Sunday, July 27, 2008

And Off Come the Shackles...

I really have no idea if anyone will wind up reading this. Honestly, I don't care. But I've found Medical Blogs to be a catharctic experience in my darkest of days, so if a disillusioned medical student/resident/hospital-employed primary care slave finds some solace in my words... fantastic. The pain of outpatient primary care wasn't something I could find an empathetic ear for. My friends were either not physicians (a good thing, by the way) or free to explore the lucrative subspecialist/shift-work fields in medicine. They weren't stupid enough to whore themselves out to their state for "underserved primary care" work, or to be born into a family that couldn't write a check for their medical education. Bastards.

Then I fell into a hospitalist position in a town desperate enough to take my state-owned slave-chains off, and snap on a shiny new pair (owned by the hospital, of course). But I'm okay with it because, presumably, gone are my days of outpatient indentured servitude. Goodbye to the countless hours of uncompensated call. Hasta la pasta to trying to field phonecalls from the ER and floor nurses while perpetually running behind on the always-late 40 patients scheduled in clinic. I don't have to be forced to be a bad doctor anymore.

I feel like I've been escorted off the battlefield just as the Medicare airstrike is about to obliterate the remaining stockpiles of food that already malnourish American primary care. Granted, once they've completed their destruction of outpatient medicine, I think they'll focus their full efforts on my new-found refuge. At which point I'm sure our government will put Medicare/Medicaid out of its misery and replace it with something equally inadequate. But whatever.

For now, I can spend an appropriate amount of time with my patients, be relatively shielded from the mountains of bullshit paperwork from corporate/government healthcare, get paid a somewhere-close-to-respectable wage for my expertise, and still be allowed to live a chunk of my life off the pager. It only took slightly over a decade of paying my dues to get here.

I suppose I see this blog as more of a journal. Am I going to be as happy to be a hospitalist in 3 years? Or will I find other ways to be unhappy? Is it just the nature of being in healthcare? Is it just my nature? Or have I finally found a way to be happy practicing medicine for the foreseeable future? I have no idea.

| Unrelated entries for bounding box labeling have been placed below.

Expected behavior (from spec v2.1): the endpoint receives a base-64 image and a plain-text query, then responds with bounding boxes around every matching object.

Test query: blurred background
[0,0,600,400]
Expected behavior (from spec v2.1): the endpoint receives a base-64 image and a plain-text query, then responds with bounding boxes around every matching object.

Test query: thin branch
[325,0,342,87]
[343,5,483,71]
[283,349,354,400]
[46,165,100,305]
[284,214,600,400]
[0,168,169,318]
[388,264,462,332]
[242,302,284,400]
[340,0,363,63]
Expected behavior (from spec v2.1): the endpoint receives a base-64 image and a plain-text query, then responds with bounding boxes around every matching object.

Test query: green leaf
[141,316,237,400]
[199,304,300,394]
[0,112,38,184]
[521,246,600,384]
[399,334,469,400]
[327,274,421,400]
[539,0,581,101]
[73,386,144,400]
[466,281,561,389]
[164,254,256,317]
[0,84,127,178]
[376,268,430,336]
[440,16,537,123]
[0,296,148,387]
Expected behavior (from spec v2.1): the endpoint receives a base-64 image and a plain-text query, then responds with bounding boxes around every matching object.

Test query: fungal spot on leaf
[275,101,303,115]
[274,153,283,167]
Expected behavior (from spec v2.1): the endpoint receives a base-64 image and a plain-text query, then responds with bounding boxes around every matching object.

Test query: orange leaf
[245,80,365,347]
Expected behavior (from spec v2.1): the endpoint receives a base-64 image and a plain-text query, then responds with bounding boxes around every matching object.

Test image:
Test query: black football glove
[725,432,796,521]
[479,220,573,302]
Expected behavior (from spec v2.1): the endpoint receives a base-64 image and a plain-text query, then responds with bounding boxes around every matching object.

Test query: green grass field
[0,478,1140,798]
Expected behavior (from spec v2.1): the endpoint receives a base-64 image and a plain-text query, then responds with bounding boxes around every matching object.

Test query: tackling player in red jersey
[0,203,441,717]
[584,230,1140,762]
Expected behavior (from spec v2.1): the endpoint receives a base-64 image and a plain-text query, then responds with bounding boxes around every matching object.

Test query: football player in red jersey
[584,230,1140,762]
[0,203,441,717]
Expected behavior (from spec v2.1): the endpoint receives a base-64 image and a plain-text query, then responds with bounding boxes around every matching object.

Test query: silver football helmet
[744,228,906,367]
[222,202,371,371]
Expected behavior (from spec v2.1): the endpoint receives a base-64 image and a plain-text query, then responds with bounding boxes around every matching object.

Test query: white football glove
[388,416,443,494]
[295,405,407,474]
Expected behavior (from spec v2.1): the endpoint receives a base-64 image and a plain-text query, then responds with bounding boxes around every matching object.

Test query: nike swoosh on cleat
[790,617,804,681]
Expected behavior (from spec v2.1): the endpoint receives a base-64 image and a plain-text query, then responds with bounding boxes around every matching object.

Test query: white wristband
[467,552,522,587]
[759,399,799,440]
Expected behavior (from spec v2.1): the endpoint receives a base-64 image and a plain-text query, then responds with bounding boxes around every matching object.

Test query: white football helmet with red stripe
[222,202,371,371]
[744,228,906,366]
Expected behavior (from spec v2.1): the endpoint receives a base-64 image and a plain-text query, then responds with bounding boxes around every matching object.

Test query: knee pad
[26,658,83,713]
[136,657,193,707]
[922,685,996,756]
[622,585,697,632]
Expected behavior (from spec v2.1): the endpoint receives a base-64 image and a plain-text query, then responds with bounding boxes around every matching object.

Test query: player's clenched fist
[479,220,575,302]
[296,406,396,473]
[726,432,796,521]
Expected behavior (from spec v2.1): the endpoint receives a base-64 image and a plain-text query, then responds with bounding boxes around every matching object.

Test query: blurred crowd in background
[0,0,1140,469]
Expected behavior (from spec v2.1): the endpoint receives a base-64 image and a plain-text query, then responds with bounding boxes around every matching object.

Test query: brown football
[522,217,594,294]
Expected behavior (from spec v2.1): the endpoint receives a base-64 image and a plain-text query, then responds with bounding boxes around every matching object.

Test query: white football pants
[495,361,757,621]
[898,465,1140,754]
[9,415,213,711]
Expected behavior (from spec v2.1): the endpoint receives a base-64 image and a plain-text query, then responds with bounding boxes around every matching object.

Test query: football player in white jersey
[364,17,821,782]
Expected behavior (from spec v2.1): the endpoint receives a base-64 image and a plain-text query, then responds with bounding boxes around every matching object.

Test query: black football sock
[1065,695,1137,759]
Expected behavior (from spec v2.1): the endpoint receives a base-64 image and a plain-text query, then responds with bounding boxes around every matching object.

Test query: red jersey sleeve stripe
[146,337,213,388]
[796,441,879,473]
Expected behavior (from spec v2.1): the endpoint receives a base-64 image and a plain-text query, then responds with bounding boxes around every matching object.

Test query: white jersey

I guess I'm about to find out.

5 comments:

The Happy Hospitalist said...

I loved it. Welcome to both.

Mom said...

Welcome to the blogosphere!

I am an out of network psychiatrist so here's hoping we can all get off the grid.

cronetim said...

I did 3 years in primary care IM before selling my soul to a community hospital. The toughest transition was learning to be an employee (a small but aggravating part of any hospitalist job). But once I got past that... the 40% overnight pay raise, the long, uninterupted restfull nights, the 15 to 17 shifts per month and the 30 to 40 minutes per encounter I have to see my patients: priceless. I will never look back. And after one year of this I am even starting to feel like a bona-fide memeber of the medical community here (PCP's and consultants now address me by my first name, and are interested in my opinions). You made the right choice. Welcome!

DZA said...

welcome to the shit.

/bipolar hospitalist
//we call our group "fight club"
///your nightmare with suits has just begun young jedi...

JunkMD said...

Welcome! I envy your jump. Trying to find the right place to jump out of my outpatient incarceration myself!